Si bien dediqué los fines de semana a recorrer la ciudad y alrededores, todas
las tardes, grises y oscuras, de aquellos meses de enero y febrero, tras la
jornada laboral, me encontraba recorriendo a solas las calles con la única
compañía de un paraguas que me protegía de la recalcitrante aguanieve y cenando
(mi superior belga fue muy generoso y bondadoso conmigo) en los mejores
restaurantes bruselenses que rodean la Grand-Place. Cada vez que el maître,
viéndome solo, me preguntaba lo evidente, “¿mesa para una persona?”, me
asaltaba una extraña sensación de rareza y abandono. Quizá todo esto suene a la
percepción de un ser triste y deprimido. ¿Qué queréis que os diga? Quizá sí. Tenía
veinticinco años y era la primera vez que salía de España solo y por motivos de
trabajo. Pero esa solo fue la primera de las muchas experiencias que le han seguido,
aunque ninguna tan prolongada.
Cuando
estás ─o te sientes─ solo, rodeado de una muchedumbre desconocida y extraña
para ti, las horas se hacen interminables en cualquier parte.
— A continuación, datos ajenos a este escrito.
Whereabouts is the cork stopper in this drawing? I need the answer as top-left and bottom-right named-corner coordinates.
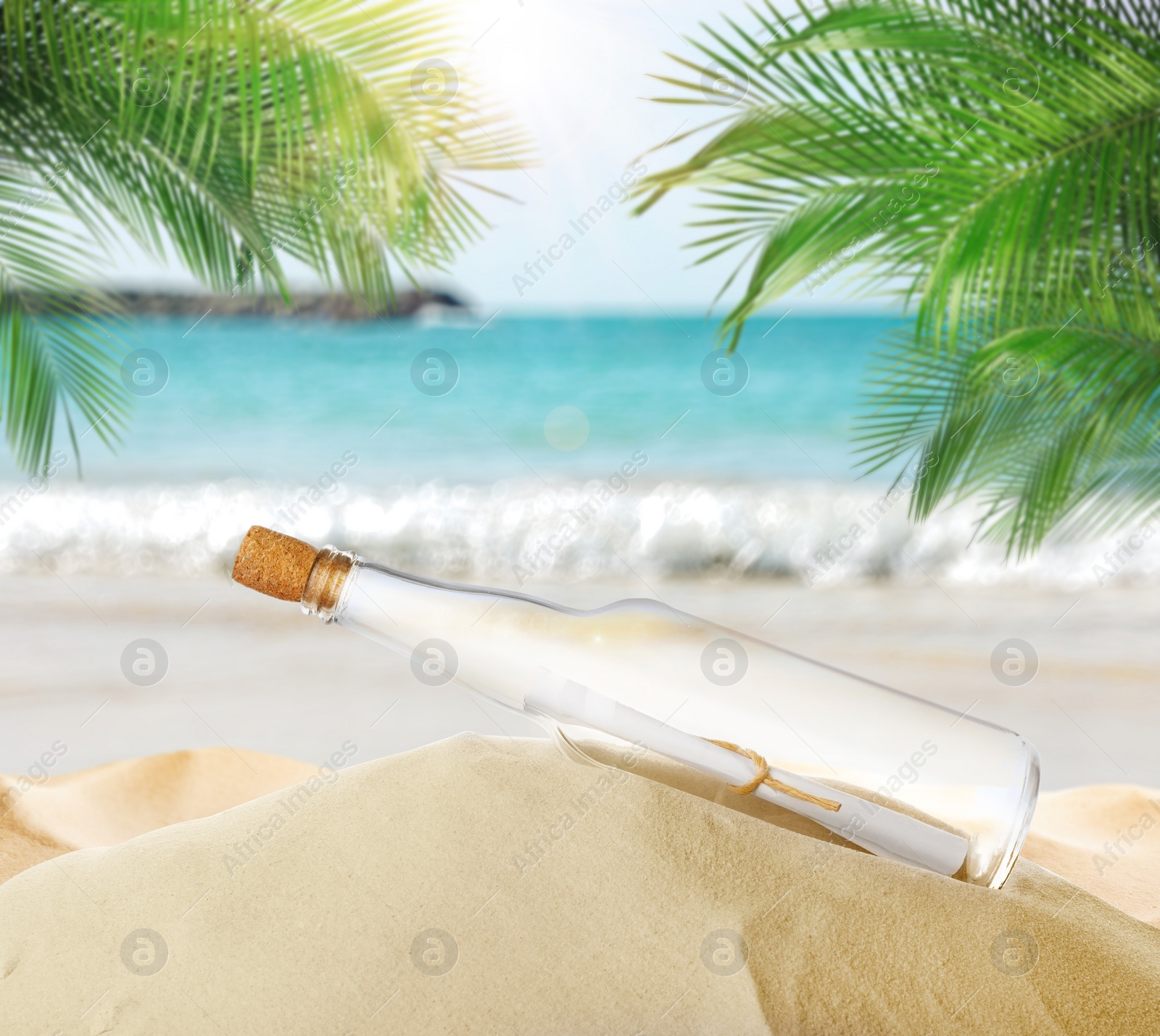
top-left (233, 526), bottom-right (318, 601)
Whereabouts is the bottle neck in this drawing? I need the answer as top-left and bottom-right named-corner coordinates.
top-left (302, 547), bottom-right (357, 622)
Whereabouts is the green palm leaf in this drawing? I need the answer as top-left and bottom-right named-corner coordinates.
top-left (639, 0), bottom-right (1160, 553)
top-left (0, 0), bottom-right (526, 470)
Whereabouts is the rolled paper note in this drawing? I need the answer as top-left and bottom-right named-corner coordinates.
top-left (524, 674), bottom-right (970, 875)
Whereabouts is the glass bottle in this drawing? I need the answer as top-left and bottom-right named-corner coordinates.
top-left (234, 527), bottom-right (1040, 887)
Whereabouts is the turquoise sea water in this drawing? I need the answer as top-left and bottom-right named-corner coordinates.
top-left (29, 315), bottom-right (898, 485)
top-left (0, 313), bottom-right (1132, 585)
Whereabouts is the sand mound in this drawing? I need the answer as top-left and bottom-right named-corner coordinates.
top-left (0, 736), bottom-right (1160, 1036)
top-left (0, 748), bottom-right (315, 882)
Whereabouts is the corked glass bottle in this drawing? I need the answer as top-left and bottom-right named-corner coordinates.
top-left (233, 526), bottom-right (1040, 887)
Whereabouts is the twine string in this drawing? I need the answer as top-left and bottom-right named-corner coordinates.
top-left (705, 738), bottom-right (842, 813)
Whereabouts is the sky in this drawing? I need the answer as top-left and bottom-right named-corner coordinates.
top-left (110, 0), bottom-right (882, 317)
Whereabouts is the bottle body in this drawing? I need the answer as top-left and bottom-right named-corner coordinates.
top-left (325, 558), bottom-right (1038, 887)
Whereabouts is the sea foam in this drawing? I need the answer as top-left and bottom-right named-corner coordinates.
top-left (0, 477), bottom-right (1160, 592)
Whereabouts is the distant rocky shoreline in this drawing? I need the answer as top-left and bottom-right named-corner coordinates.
top-left (25, 289), bottom-right (466, 320)
top-left (112, 290), bottom-right (465, 320)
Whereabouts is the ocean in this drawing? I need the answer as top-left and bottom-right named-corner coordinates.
top-left (0, 313), bottom-right (1160, 587)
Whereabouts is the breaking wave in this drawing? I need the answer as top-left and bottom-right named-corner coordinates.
top-left (0, 474), bottom-right (1160, 588)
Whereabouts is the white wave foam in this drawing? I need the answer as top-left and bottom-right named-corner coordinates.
top-left (0, 476), bottom-right (1160, 588)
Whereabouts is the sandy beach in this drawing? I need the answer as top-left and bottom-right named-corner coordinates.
top-left (0, 574), bottom-right (1160, 790)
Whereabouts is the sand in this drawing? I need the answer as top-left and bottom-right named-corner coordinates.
top-left (0, 736), bottom-right (1160, 1036)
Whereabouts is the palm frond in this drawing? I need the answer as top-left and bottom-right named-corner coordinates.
top-left (0, 0), bottom-right (528, 466)
top-left (640, 0), bottom-right (1160, 553)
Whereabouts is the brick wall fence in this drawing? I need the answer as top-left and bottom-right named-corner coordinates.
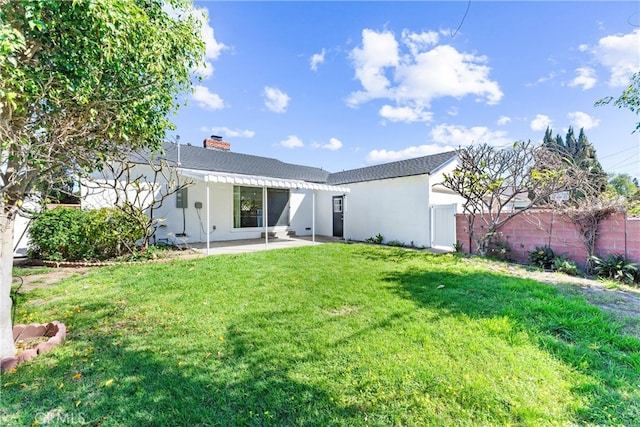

Salas de espera
en terminales interminables, enormes y fríos vestíbulos de hotel, bares y restaurantes
abarrotados de clientes, ya sean parejas o grupos de amigos. Y tú ocupando una
mesa en un rincón de la sala o del comedor para intentar pasar desapercibido y
contando las horas para estar de nuevo con los tuyos, en tu ambiente y con la
compañía que deseas y echas en falta.
He
estado en muchos hoteles y ciudades de Europa y América por trabajo y nunca me
he sentido totalmente a gusto. Llamar a casa y oír una voz querida era lo
único que llenaba de luz esa penumbra anímica que me provocaba la soledad.
Quizá
sea un tipo raro, o por lo menos atípico, pero para mí no hay nada
menor que estar en casa. Y si hay que hacer turismo, que sea en grata compañía.
La soledad de los hoteles no se la deseo a nadie.